Approaching academic programs with an interdisciplinary perspective seems to be deeply ingrained in the new dean. Fascinated since childhood by literature, history and philosophy and how they intersect, Griffin pursued a master’s and Ph.D. in Celtic Languages and Literature at Harvard University after earning a bachelor’s degree in English and American literature from Washington University (St. Louis). Her graduate study allowed her to explore several academic areas and to dip into the fascinations of the medieval world.

“I find the Middle Ages and early Renaissance a very interesting period of history,” she says, “and well suited to interdisciplinary investigation.”

Through such study, the scholar has looked at cultural collisions in the medieval world and how various systems of thought modified one another. While an earlier generation mourned “the fall of Rome,” Griffin found the “dark ages” a dynamic era in which cultural upheaval led to a medieval synthesis. She has found consolation in the past by remembering that historically “good things come out of troubled times.”

Listening and learning

An English professor for nearly 20 years at Augsburg College in Minneapolis, Griffin served as Associate Dean for General Education for two years before coming to CLU. In her years of teaching, she found that her students had not changed as much as she had. She learned that the classroom belongs to the students and that they learn much more readily when they have more say in the class agenda. And, she learned to listen.

“Initially, I thought I was going to convert all my students to medievalists. I soon realized that they have different needs.”

Griffin then began to emphasize building skills and helping students learn to think on their feet in addition to mastering content. “I learned to listen to what the students’ interests are and became more willing to let go.”

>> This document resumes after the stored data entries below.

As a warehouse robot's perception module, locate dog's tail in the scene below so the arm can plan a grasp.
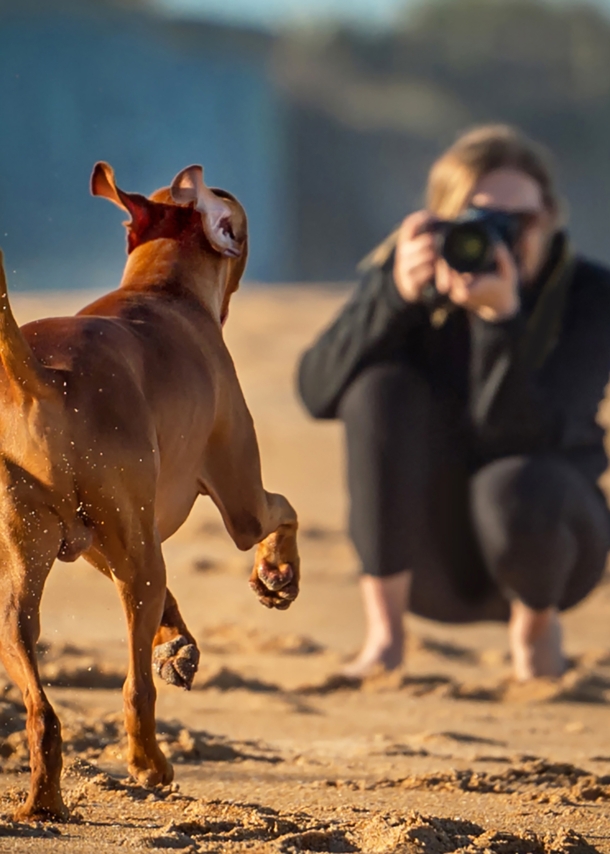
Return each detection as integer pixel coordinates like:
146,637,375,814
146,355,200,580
0,250,54,398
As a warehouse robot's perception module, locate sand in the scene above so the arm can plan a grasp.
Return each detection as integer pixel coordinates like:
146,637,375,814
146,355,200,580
0,287,610,854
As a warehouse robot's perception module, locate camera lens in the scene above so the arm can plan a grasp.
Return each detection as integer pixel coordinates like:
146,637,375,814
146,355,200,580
442,223,494,273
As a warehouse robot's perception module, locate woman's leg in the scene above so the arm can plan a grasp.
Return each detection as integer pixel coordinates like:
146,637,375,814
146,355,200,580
340,364,446,677
471,455,610,680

Just as she listened to students, Griffin plans to listen to faculty and explore with them topics such as “What is CLU to you?” and “What is the ethos?”

“I’m very interested in exploring what it means to be a Lutheran university – not in the Midwest, where there are some pretty good models of Lutheran colleges – but in California, where so many things are freshly imagined.”

While investigating these identity questions, Griffin is also exploring the relationship between the College of Arts and Sciences and the Schools of Business and Education and how to expand their collaborative relationship.

“We must be a really good liberal arts college to support graduate education. I don’t know of many good graduate programs that aren’t based on strong undergraduate programs.”

Griffin is approaching her new position with a keen interest in discovering and setting a new direction. Although her feet are scholastically planted in the Middle Ages, her eyes are definitely focused on the future.